Nur wer den Kopf hebt, sieht die Sonne von Debra Johnson [Rezension]

Cover
(alle Rechte beim Verlag)
Zum Inhalt:
Strand, Pool, Cocktails, das perfekte Erholungsprogramm für eine Frau mit gebrochenem Herzen! Zwei Wochen Sonnenschein, neue Freundinnen und ein attraktiver alleinerziehender Vater inklusive. Eine wunderbare romantische Komödie, ideal für die Liege am Pool oder das Handtuch an der Bucht.

Sally Summers ist eigentlich ganz zufrieden mit ihrem Mittelklasse-Vorortleben. Das Letzte, was sie von ihrem Ehemann, dem erfolgreichen Orthopäden Simon, erwartet hätte, war, dass er sie verlässt, weil er eine Auszeit braucht, um zu sich selbst zu finden.
Nachdem ihre heile Welt in Trümmern liegt, fühlt Sally sich mehr als erholungsbedürftig und packt ebenfalls die Koffer. Zusammen mit ihrer Tochter Lucy, die gerade eine heftige Phase als Emo zelebriert, und ihrem Sohn Ollie, der noch etwas umgänglicher ist, zumindest, wenn er mal keine Stöpsel in den Ohren hat, fliegt Sally für zwei sonnige Wochen in den Süden. Wird sie zu neuen Horizonten surfen, oder bekommt Simon eine letzte Chance?

(Kurzbeschreibung gem. Fischer Verlag)


Die Autorin:
Debra Johnson lebt und arbeitet in Liverpool, wo sie ihre Zeit damit verbringt, zu schreiben, sich um eine kleine Herde von Kindern und Tieren zu kümmern und den Haushalt nicht zu machen. Sie hat viele Jahre als Journalistin gearbeitet, bevor sie beschloss, lieber ihre eigenen Geschichten zu erfinden, als die anderer Leute zu erzählen.
(Quelle: Fischer Verlag)


Meine Meinung:
Sally Summers lebt mit ihrem Mann Simon, ihrer 16-jährigen Tochter Lucy und ihrem 14-jährigen Sohn Olli in Oxford.
Ihre heile kleine Welt bricht zusammen, als Simon ihr eröffnet, dass er sich von ihr trennt und jetzt mit der erst 19-jährigen Monika zusammen ist. Auch die Kinder leiden unter dem Verlust des Vaters und so beschließt Sally, dass sie alle drei einen Urlaub verdient haben. Sie reisen in ein schönes Resort nach Griechenland. Doch leider geht nicht alles glatt, denn Sallys Koffer wird vertauscht und sie steht erst mal ohne ihre Sachen und Garderobe da. Eine im Hotel anwesende Gruppe von Freunden, die sich regelmäßig zum Urlaub dort trifft, kümmert sich um Sally und besonders Allie wird ihr im Laufe der Zeit zur Freundin. Und dann ist da auch noch James, ein alleinerziehender Vater mit seinem kleinen Sohn, der es Sally ganz schön angetan hat.

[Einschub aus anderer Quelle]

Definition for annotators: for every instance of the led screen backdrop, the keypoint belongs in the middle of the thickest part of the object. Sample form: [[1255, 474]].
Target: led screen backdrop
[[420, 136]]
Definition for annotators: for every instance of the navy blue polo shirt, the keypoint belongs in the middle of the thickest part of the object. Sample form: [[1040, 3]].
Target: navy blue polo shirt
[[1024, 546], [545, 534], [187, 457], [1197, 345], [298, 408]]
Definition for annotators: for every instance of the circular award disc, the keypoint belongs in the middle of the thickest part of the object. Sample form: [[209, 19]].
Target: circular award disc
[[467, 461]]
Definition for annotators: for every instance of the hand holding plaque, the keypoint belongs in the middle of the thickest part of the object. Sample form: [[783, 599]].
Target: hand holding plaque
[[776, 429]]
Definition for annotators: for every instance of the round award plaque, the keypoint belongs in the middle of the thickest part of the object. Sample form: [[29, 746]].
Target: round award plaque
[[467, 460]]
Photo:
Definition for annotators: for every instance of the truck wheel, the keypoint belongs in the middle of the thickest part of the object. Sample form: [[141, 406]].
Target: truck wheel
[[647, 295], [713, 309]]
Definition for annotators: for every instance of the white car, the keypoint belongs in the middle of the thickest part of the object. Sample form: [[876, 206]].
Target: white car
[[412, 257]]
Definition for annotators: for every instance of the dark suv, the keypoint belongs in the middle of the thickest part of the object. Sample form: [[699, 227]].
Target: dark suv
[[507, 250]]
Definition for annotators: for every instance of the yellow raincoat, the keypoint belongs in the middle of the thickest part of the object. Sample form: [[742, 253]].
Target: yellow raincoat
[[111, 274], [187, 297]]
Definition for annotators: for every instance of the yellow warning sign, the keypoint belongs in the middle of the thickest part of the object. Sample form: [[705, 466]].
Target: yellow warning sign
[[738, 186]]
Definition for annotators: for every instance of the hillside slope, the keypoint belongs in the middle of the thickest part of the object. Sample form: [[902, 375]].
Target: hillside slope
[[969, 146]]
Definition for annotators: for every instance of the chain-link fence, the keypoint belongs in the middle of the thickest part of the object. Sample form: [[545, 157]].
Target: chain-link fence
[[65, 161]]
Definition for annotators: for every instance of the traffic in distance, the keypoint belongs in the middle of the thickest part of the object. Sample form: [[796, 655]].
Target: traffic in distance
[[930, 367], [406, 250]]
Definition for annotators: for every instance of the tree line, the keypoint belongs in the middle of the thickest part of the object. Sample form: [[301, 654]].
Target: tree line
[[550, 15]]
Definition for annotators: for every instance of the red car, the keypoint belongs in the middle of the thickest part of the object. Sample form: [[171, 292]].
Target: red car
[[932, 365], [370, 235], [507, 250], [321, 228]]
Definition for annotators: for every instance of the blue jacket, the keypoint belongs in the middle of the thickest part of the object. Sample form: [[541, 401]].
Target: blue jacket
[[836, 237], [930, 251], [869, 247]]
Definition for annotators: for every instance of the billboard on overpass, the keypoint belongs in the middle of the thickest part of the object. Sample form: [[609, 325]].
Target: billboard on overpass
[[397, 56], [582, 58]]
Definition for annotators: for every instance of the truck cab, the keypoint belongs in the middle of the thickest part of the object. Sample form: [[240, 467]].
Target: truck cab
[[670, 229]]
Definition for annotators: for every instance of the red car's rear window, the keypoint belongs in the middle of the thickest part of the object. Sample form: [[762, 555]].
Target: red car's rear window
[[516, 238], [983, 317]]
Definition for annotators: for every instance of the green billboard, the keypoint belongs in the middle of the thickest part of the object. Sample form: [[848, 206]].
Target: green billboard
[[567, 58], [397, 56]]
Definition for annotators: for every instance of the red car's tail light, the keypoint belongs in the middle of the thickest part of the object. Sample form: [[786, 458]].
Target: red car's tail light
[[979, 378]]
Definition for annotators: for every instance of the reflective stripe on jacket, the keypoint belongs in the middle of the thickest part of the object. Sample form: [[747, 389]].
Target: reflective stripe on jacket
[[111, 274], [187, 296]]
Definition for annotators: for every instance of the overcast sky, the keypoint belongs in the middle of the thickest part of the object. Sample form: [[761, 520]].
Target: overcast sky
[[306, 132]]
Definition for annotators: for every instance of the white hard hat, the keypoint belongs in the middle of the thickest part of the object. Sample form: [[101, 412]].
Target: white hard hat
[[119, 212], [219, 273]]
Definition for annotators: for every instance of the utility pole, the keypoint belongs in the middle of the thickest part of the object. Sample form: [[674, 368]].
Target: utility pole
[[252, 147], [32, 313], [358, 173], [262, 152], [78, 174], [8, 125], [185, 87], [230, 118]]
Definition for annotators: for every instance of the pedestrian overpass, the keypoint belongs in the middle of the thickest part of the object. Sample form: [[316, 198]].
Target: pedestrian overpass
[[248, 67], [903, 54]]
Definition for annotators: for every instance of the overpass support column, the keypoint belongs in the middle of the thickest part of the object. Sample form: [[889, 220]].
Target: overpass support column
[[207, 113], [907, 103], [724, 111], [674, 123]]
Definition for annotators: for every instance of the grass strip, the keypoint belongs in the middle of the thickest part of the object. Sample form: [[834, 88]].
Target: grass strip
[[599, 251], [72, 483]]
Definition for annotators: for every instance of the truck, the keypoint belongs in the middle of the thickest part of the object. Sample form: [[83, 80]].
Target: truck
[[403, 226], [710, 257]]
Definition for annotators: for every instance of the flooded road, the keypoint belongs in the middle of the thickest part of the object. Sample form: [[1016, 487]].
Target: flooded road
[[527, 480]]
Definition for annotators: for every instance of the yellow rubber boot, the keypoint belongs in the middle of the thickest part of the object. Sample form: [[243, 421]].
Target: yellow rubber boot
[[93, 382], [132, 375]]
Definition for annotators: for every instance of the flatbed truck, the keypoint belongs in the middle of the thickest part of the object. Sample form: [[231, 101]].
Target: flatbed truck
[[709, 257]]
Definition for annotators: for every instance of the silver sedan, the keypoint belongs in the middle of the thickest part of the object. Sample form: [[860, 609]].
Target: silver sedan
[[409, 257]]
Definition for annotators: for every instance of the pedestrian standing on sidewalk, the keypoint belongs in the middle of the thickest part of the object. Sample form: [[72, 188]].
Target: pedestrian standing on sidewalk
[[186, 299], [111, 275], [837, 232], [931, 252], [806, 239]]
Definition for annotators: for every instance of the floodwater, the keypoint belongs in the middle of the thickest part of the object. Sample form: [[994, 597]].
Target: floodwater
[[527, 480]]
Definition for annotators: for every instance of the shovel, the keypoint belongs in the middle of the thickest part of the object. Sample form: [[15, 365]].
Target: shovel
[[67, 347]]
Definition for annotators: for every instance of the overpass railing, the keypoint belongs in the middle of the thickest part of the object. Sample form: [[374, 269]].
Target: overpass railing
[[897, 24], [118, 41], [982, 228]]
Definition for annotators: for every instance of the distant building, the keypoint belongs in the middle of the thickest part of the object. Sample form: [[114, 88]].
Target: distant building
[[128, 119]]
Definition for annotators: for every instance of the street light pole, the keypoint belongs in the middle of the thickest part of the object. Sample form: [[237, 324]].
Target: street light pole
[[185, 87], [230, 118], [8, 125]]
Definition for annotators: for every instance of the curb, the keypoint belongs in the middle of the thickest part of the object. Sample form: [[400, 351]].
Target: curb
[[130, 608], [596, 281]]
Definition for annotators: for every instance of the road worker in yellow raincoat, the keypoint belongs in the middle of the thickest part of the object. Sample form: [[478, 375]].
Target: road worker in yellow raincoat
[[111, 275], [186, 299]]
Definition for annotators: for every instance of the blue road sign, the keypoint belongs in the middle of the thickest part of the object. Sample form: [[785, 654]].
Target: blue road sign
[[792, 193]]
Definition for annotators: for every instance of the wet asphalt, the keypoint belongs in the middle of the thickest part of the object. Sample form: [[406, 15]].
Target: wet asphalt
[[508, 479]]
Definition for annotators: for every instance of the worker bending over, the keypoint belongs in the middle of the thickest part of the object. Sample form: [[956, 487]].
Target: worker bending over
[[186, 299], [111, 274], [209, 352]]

Die Idee der verlassenen Ehefrau ist sicher nicht neu, aber hier gut umgesetzt, denn die Geschichte verläuft so ganz anders als ich gedacht hatte.
Sie wird in fünf Teilen erzählt und erstreckt sich über mehrere Jahre, denn die einzelnen Teile beziehen sich hauptsächlich auf die jedes Jahr erneut stattfindenden Urlaub in Griechenland und nur wenig auf die Zeit dazwischen. Das brachte aber insgesamt viel Urlaubsstimmung und sommerliche Atmosphäre. Jeden Sommer tritt die Gruppe der Freunde erneut zusammen und auch sie alle haben ihre kleinen Geschichten, die sich in die Handlung einfügen.
Sally mochte ich als Protagonistin gerne, denn sie war sympathisch und versuchte immer das Beste aus ihrer Situation zu machen und für ihre Kinder da zu sein.
Was mich etwas gestört hat, war das oft sehr respektlose Verhalten von Tochter Lucy ihrer Mutter gegenüber und ihre oft vulgäre Sprache. Pubertierende Teenager sind sicher nicht immer einfach, aber Lucy fand ich ein bisschen überzeichnet, obwohl sie zum Ende hin eine durchaus positive Entwicklung durchmacht.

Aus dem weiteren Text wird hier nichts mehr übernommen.